## The Prosecutor's Fallacy problem


This is a classic problem in probability theory.  David Morin's book <i> Probability for the enthusiastic beginner</i> gives a nice overview and solution of the problem, although one should always try to solve the problem before checking out the solution.

This notebook takes his advice and performs many iterations of the scenario and calculates the percent time that birthdays are duplicated at least one.

#### Problem: 
Detectives in a city, say San Diego (whose population we will assume to be one million), are working on a crime and have put together a description of the perpetrator, based on things such as height, a tattoo, a limp, an earing, etc.  Let's assume that only one person in 10,000 fits the description.  On a routine patrol the next day, police officers see a person fitting the description.  This person is arrested and brought to trial based solely on the fact that he fits the description.

During the trial, the prosecutor tells the jury that since only one person in 10,000 fits the description, it is highly unlikely (far beyond a reasonable doubt) that an innocent person fits the description; it is therefore highly unlikely that the defendant is innocent.  

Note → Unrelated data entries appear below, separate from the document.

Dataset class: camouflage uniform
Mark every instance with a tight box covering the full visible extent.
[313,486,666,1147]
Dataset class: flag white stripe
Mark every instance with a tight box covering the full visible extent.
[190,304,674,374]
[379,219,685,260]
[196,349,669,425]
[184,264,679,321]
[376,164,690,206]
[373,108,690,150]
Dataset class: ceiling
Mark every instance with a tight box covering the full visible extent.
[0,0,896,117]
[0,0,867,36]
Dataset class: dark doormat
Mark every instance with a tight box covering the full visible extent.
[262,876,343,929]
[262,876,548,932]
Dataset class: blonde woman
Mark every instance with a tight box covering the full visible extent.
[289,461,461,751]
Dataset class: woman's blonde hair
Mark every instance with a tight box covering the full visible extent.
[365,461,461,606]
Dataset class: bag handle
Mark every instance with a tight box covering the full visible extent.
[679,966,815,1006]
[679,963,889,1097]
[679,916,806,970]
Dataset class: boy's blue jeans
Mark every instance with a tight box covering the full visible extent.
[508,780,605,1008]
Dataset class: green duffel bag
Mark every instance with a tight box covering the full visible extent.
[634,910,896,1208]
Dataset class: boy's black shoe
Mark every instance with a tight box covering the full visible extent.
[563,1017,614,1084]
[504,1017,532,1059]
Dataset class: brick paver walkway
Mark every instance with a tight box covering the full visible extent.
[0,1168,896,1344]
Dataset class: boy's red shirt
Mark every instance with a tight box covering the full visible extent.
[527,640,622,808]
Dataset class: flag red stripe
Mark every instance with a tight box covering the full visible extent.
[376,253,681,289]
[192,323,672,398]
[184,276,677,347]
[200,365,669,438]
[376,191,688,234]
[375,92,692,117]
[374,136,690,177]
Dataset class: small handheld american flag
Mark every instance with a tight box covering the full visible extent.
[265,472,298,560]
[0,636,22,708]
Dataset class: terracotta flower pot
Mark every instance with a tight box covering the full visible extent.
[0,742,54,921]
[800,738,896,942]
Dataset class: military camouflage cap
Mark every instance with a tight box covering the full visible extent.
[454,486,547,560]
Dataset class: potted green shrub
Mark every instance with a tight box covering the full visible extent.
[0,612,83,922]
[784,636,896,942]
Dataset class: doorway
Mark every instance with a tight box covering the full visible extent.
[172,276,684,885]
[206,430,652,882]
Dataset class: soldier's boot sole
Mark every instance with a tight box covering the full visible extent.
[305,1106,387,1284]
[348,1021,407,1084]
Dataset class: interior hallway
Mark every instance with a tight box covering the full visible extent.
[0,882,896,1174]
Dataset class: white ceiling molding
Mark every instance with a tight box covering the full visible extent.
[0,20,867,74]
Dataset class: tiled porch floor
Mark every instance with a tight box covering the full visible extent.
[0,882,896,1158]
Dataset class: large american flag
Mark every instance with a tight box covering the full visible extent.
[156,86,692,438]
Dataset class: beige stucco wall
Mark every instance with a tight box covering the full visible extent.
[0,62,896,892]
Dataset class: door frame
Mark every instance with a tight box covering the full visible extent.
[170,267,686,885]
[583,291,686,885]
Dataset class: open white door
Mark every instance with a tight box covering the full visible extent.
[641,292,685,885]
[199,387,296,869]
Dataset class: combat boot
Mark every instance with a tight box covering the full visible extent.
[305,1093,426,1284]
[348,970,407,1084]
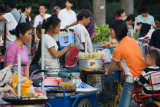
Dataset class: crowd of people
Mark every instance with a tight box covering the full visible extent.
[0,0,160,107]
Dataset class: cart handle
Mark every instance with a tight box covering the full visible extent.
[44,85,66,97]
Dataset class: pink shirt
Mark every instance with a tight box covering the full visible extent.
[4,41,29,76]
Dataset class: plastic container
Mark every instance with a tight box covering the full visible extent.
[12,76,33,96]
[44,77,62,89]
[58,30,74,49]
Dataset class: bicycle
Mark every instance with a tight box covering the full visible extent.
[132,72,160,107]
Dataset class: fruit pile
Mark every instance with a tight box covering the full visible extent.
[93,24,110,43]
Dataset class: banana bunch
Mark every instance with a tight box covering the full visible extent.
[78,51,103,59]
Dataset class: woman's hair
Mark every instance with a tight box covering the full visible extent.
[145,49,160,64]
[154,15,160,22]
[125,14,135,22]
[9,23,32,38]
[4,0,16,8]
[81,0,91,10]
[42,15,61,32]
[53,6,61,12]
[77,9,92,20]
[22,3,32,12]
[115,9,125,18]
[36,24,42,34]
[109,19,128,41]
[66,0,74,5]
[140,6,148,13]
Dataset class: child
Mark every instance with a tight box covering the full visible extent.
[135,50,160,95]
[33,4,51,43]
[58,0,77,29]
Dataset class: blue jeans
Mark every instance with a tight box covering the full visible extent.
[118,82,135,107]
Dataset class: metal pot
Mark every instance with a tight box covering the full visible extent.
[78,59,103,71]
[46,68,68,77]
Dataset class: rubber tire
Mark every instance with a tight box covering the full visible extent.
[77,99,92,107]
[103,100,114,107]
[142,101,159,107]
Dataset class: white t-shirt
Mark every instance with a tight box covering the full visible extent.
[33,14,51,27]
[75,24,93,52]
[58,8,77,29]
[2,13,17,46]
[44,34,60,68]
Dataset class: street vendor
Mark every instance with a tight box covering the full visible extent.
[42,16,76,68]
[65,9,93,72]
[4,23,32,77]
[0,86,15,94]
[105,19,146,107]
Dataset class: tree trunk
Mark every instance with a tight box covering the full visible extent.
[93,0,106,25]
[121,0,134,15]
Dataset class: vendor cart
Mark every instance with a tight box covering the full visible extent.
[44,85,97,107]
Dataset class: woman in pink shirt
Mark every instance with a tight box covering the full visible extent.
[4,23,32,77]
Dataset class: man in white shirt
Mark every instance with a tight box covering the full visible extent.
[58,0,77,29]
[33,4,51,43]
[0,11,17,46]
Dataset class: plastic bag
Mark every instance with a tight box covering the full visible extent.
[102,48,112,63]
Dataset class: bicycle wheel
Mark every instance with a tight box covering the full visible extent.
[77,99,92,107]
[142,101,160,107]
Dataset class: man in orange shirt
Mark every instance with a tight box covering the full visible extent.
[105,19,146,107]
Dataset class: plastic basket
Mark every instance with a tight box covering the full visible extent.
[12,76,32,96]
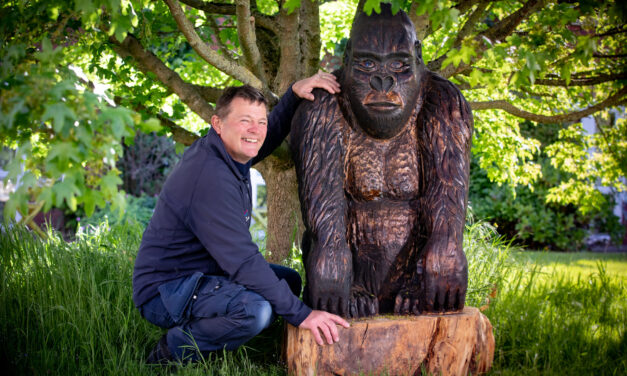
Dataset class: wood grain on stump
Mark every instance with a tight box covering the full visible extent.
[285,307,494,376]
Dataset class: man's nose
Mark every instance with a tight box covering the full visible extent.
[370,74,396,93]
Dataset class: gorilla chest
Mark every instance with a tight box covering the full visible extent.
[344,131,419,202]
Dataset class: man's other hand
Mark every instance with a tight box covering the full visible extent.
[292,71,340,101]
[299,310,350,346]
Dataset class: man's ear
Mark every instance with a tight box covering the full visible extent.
[211,115,222,134]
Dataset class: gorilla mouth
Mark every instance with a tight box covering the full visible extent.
[366,102,400,111]
[364,92,403,112]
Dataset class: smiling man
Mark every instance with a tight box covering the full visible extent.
[133,73,348,363]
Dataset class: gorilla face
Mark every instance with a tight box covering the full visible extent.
[342,11,425,139]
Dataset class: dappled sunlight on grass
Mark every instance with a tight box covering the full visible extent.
[512,251,627,282]
[0,223,627,375]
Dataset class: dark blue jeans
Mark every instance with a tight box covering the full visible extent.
[139,264,302,361]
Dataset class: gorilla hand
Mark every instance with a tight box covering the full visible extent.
[419,235,468,312]
[307,244,352,317]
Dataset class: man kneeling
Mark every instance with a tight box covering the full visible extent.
[133,73,348,363]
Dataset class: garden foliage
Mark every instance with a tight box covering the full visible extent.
[0,219,627,375]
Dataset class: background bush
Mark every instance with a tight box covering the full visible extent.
[469,122,625,251]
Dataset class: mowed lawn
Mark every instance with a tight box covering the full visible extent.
[511,251,627,282]
[485,251,627,375]
[0,224,627,376]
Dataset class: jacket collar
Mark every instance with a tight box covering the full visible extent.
[205,128,246,180]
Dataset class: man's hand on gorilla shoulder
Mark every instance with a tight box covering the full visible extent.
[292,71,340,101]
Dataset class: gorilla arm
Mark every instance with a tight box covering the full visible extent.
[417,74,473,312]
[290,90,352,317]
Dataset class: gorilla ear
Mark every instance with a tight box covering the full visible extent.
[414,40,423,64]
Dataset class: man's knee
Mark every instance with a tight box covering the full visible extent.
[227,291,274,337]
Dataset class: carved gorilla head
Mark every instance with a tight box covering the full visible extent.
[341,4,425,139]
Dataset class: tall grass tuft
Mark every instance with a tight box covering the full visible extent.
[485,263,627,375]
[0,224,283,375]
[0,219,627,375]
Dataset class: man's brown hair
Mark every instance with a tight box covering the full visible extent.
[216,85,268,119]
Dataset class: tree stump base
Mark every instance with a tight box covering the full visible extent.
[285,307,494,376]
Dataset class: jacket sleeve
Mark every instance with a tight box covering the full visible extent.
[186,163,311,326]
[252,86,301,165]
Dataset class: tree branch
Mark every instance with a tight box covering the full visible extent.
[164,0,264,89]
[592,52,627,59]
[470,88,627,124]
[298,1,322,77]
[453,0,490,48]
[207,16,235,60]
[113,96,198,146]
[235,0,268,82]
[157,114,199,146]
[109,33,213,124]
[180,0,278,33]
[428,0,546,78]
[189,84,224,103]
[535,72,627,87]
[273,6,302,93]
[481,0,546,41]
[409,1,433,42]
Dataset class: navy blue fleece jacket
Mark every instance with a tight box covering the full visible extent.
[133,88,311,326]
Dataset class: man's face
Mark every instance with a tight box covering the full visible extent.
[342,16,422,139]
[211,97,268,164]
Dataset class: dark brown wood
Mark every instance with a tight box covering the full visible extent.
[285,307,494,376]
[292,4,472,317]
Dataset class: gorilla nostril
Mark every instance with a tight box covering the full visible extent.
[370,76,383,91]
[381,76,394,93]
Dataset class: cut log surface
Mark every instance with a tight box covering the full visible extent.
[285,307,494,376]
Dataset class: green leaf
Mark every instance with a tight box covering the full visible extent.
[100,170,122,197]
[81,189,106,217]
[41,102,76,133]
[100,107,133,139]
[138,118,163,133]
[283,0,300,14]
[46,141,81,172]
[52,178,81,211]
[37,187,54,213]
[560,64,572,85]
[364,0,381,16]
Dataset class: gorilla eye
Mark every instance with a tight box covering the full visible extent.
[388,60,408,72]
[359,59,376,71]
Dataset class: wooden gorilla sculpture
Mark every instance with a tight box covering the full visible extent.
[291,4,473,317]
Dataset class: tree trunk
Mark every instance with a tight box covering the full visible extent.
[285,307,494,376]
[255,154,304,264]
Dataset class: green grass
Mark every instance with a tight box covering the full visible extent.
[0,223,627,375]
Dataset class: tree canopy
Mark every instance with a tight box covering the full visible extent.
[0,0,627,254]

If you were a member of the jury, would you cast a guilty or not-guilty vote?  What is your level of confidence in your decision?

In [None]:
import numpy as np

In [None]:
# set the number of iterations
n_rounds = int(1e5)

# set the number of people in the city
n_people = 1e6

# odds of random person fitting description
odds_random_person_fits_desc = 1/1e4

# the number of people who fit the description of the crime
n_fit_description = n_people*odds_random_person_fits_desc

We assume that for a given person, without any other information, the probability they are guilty of the crime is 1/total_people

In [None]:
results = []

for k in range(n_rounds):
    # all people fitting description
    guilty_looking = np.random.randint(1,n_people,int(n_fit_description))
    
    # randomly choose a guilty person from all fitting description
    guilty_person_index = np.random.randint(0,len(guilty_looking),1)
    
    # randomly choose person off the street who fits the description
    fits_desc_person_index = np.random.randint(0,len(guilty_looking),1)
    
    if guilty_person_index == fits_desc_person_index:
        results.append(1)
    else:
        results.append(0)
        
p_guilty = sum(results)/len(results)

In [None]:
print(f'Total rounds: \t\t\t\t\t\t\t\t{n_rounds}')
print(f'Probability the person on trial is guilty: \t\t\t\t{p_guilty}')
print(f'Said differently, probability the person on trial is innocent: \t\t{1-p_guilty}')